How important are trade-deadline acquisitions?

A year ago, the Yankees thought they had addressed some of their needs in a July trade with the White Sox that brought relievers David Robertson and Tommy Kahnle and third baseman Todd Frazier. Then came starters Jaime Garcia and Sonny Gray.

A year later, only Gray and Robertson remain with the big- league team. Frazier, who gained captain-like status in his brief stay, became a free agent and went to the Mets, where he’s had two stints on the disabled list.

Kahnle had an instrumental role down the stretch and in the postseason, but earlier this season, he went on the disabled list with shoulder and biceps tendinitis. He was ineffective when he returned and has been with Triple-A Scranton/Wilkes-Barre since June. He has pitched better of late, but with a stacked bullpen on the major league level, his return does not appear imminent.

When in doubt, run

Batting with the bases loaded and none out in the second inning of Game 1, Tyler Wade tapped a ball in front of the plate. He thought it was foul and didn’t run, and Salvador Perez simply stepped on the plate and tagged Wade for an unassisted double play.

“I think he thought he just chopped it at the plate foul and it spun out in front of home plate,’’ Boone said. “I don’t think that’s a case of a person not hustling.
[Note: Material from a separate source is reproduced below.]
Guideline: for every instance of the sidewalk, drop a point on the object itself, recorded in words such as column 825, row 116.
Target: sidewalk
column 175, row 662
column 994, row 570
A chop at the plate and just kind of a weird play. That happens.’’

Torreyes back in action

Utility infielder Ronald Torreyes, who has not been with the Yankees since June 26 as he addressed a personal issue, has been reinstated to a minor-league assignment. He has been assigned to high Class A Tampa in the Florida State League.

Double trouble

The Yankees entered the day 1-4-5 in their last 10 doubleheaders since 2014 and are 6-4-13 since 2009. They have another doubleheader Aug. 25 against the Orioles in Baltimore.

Cloninger dies

Tony Cloninger, bullpen coach for the Yankees from 1992-2001, died Tuesday at the age of 77. A 12-year major league pitcher, he spent more than 40 years in professional baseball, including the past 14 as a player development consultant for the Red Sox.

Cloninger went 113-97 with a 4.07 ERA in 352 appearances (247 starts) for the Braves (1961-68), Reds (1968-71) and Cardinals (1972). His best season was in 1965 (24-11, 3.29 ERA, 211 strikeouts). He is the only pitcher in MLB history to hit two grand slams in a game, a feat he accomplished against the Giants on July 3, 1966, at Candlestick Park.